While Cellini was in France, Primaticcio had been sent to Italy to collect art treasures on behalf of the king. The painter returned with the moulds of some of the most celebrated statues of antiquity. Bronze castings were made from these at the foundry at Fontainebleau and the statues were finally set up in the long gallery at Fontainebleau ready for the king’s inspection. They included the Vatican “Ariadne,” the “[Apollo Belvedere],” the “[Laocoon],” the “[Aphrodite of Cnidus]” and the “Hercules Commodus.” Cellini had certainly some ground for complaint when he found his silver statue of Jove placed in such a company, and it is not surprising that he attributed the chance to the envy of his rival, the painter. Readers of the “Autobiography” will remember the wealth of artistic detail intended to “add verisimilitude to an otherwise bald and unconvincing narrative” with which Cellini narrates how the malice of Francis’ mistress, Mme. d’Estampe, was used against him. The visit of Francis to the gallery was delayed until evening in the hope that Cellini’s silver statue would appear mean among the ancient masterpieces with which it was to be shown. Of course the wayward Florentine was fully equal to the emergency. He placed a great torch in the hand of Jove and ordered his assistant to avoid lighting it until the king had passed the rest of the statues and was inspecting the silver one. The flood of light produced the effect which Cellini had anticipated. It was the modern statue, not the old-time bronzes which appeared the more effective.
The experience of Cellini at the Court of Francis I. proves that sculpture in France had now a body of influential and appreciative patrons—the first essential of a strong art movement. As we have seen, these patrons had very solid reasons for the interest they extended to the artists they employed. Francis’ marked preference for painting and sculpture of the Italian manner was not, however, without drawbacks. By selecting Rosso and Primaticcio to supervise the decoration of the palace at Fontainebleau, Francis practically endowed a foreign style. No doubt his judgment was sound. The native sculptors and painters had neither the experience nor the skill to carry out a scheme so foreign to anything upon which they had worked before.

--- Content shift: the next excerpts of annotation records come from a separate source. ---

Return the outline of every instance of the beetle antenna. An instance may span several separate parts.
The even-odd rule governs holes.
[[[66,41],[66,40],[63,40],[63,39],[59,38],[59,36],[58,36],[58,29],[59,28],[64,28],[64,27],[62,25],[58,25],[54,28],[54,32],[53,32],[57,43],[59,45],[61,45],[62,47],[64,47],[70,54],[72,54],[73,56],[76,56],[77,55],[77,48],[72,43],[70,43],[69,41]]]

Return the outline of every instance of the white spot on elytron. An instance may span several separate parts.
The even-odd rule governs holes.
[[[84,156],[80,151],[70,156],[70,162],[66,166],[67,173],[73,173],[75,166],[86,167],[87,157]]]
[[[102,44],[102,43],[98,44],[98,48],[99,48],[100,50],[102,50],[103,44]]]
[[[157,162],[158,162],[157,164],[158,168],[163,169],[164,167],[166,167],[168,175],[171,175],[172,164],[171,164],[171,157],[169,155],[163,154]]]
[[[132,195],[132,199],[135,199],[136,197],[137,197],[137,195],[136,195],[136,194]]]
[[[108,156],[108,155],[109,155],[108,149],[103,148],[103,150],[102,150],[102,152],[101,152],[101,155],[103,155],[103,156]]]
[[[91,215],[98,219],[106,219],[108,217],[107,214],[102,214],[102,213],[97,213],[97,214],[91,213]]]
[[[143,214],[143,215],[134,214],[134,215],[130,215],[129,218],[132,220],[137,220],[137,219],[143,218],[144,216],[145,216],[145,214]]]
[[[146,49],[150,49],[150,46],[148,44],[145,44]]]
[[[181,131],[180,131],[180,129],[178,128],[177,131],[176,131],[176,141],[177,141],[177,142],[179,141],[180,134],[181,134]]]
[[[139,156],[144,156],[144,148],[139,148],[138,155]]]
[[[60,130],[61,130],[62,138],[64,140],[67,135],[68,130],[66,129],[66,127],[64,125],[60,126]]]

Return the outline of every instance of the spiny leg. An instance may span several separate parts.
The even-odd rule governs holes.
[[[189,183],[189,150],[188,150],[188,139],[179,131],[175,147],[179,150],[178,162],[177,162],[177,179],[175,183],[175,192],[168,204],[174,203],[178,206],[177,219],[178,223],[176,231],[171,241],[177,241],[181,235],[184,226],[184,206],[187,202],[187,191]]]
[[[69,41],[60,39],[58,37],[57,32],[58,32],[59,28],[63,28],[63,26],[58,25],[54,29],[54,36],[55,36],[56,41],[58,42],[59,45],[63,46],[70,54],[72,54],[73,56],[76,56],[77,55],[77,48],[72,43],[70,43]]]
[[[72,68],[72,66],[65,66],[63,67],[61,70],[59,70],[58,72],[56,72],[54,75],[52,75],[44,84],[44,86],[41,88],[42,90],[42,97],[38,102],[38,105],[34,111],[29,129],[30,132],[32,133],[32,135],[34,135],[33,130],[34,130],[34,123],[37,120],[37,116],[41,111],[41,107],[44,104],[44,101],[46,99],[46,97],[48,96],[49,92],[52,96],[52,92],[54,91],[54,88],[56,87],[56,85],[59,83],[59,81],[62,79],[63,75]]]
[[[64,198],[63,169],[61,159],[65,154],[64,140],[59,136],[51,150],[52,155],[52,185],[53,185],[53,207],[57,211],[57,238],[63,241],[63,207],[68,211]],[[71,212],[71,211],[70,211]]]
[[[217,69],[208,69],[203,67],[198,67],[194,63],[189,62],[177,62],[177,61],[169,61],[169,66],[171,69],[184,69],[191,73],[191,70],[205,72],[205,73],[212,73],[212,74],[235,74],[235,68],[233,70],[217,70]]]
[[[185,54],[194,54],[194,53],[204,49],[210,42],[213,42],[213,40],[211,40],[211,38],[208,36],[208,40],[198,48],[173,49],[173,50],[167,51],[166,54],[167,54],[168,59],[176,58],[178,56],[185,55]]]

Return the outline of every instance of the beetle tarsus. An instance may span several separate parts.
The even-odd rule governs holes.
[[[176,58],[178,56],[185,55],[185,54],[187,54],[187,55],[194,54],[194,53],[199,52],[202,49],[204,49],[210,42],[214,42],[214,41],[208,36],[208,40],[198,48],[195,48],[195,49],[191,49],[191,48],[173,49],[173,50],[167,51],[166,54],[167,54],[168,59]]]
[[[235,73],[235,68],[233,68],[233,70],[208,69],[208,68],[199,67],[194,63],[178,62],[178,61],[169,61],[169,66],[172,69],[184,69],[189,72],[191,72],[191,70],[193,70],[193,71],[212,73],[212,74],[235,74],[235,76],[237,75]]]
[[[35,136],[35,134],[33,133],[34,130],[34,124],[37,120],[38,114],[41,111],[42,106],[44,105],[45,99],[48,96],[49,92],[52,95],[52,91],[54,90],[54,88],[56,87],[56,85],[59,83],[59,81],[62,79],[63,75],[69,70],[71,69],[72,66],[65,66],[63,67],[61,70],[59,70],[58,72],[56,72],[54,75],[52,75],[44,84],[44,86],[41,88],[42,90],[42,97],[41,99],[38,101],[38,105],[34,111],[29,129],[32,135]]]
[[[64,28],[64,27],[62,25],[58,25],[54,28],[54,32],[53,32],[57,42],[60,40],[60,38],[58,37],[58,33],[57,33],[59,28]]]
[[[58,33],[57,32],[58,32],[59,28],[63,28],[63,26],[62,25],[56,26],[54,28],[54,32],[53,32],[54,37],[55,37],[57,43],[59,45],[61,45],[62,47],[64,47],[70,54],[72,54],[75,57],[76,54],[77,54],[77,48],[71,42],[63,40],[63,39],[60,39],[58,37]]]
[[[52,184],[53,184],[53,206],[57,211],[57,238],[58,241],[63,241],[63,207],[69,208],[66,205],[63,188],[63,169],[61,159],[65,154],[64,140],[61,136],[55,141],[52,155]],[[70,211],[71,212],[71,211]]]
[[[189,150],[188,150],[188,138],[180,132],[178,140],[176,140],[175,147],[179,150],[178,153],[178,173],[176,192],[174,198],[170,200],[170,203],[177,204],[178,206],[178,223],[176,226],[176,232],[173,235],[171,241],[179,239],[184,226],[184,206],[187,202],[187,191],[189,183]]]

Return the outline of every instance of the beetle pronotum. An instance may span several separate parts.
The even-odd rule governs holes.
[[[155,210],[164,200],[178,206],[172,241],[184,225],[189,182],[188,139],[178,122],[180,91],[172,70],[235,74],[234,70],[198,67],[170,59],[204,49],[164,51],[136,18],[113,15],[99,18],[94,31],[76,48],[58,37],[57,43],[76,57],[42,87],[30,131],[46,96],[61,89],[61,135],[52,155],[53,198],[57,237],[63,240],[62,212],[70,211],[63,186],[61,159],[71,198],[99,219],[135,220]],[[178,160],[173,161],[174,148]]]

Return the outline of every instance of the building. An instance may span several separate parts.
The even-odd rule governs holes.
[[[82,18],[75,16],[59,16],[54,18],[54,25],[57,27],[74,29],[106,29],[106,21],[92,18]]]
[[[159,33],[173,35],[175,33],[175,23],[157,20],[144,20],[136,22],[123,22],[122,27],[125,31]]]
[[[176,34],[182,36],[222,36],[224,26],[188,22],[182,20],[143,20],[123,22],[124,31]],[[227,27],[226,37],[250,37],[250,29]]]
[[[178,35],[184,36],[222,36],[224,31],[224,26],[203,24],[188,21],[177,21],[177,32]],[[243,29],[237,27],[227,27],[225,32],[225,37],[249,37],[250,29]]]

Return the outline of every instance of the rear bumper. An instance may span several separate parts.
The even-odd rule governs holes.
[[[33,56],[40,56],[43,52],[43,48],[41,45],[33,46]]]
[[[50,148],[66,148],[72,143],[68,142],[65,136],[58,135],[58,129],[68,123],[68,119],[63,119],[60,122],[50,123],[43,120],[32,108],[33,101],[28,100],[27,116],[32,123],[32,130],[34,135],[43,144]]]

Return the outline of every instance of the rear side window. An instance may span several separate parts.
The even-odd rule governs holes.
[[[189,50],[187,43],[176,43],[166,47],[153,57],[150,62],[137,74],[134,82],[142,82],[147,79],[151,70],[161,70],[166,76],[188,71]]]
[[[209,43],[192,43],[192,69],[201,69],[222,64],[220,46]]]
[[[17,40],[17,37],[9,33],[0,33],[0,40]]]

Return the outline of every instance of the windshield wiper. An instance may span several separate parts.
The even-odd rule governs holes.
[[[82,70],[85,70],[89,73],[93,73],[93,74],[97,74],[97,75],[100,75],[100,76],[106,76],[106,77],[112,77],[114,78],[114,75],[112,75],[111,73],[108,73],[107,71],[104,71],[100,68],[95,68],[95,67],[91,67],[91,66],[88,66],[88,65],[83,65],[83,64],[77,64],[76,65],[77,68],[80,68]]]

In a very short while, however, the example of the Italians and the heavy premium placed upon any artistic talent led to the rise of native sculptors of distinction. The first French sculptor of supreme ability was Jean Goujon. The name first occurs in the building accounts of St. Maclou at Rouen in 1540. By 1547 Jean Goujon had entered the service of Francis I. Two years later he was at work upon the Fountain of the Innocents of Paris. The most instructive example of Goujon’s work is, however, the famous “[Diana]” now in the Louvre. The statue originally surmounted a fountain in the courtyard of Diana of Poitiers’ Castle of Anet, built by Henry II. for his mistress. The marble rested upon a sarcophagus raised upon tier after tier of carved decorative work. It was, therefore, intended to be viewed at an elevation, as can be seen in the well-known drawing by Goujon himself at the British Museum.
In estimating the genius of Goujon, the fact that he was first and foremost an architect must never be forgotten. The full beauty of his statues can only be properly appreciated when considered in connection with the sites for which they were designed. When we realize the decorative scheme of which a statue like “[Diana]” was intended to be the culminating-point, we can see that the claims of Goujon to be considered as the founder of modern French sculpture are not ill-founded. In addition to its fine decorative effect, the “[Diana]” possesses that balance which has always been a feature in the finest French art. For the rest, Goujon owes some prominent characteristics of his style to Cellini and the painters of the Fontainebleau school. Note, for instance, the elongated limbs and the over-slender proportions of his figures which Goujon has accentuated in his endeavour to endow his statues with all possible grace. The justification for the inclusion of Goujon among the great masters of sculpture depends upon the fact that he was the first French sculptor to introduce the nude figure as an object of æsthetic admiration into French decorative art. In doing so he freed French sculpture from the bonds of asceticism, and showed how its eventual greatness was to be secured.
JEAN GOUJON
DIANA (FROM THE FOUNTAIN AT ANET)
Louvre, Paris
Nor does this exhaust the interest attaching to Goujon’s “Diana.” It equally emphasizes the second great characteristic of French sculpture—its connection with the feminine element, which has always been a dominant factor alike in French art and French social life.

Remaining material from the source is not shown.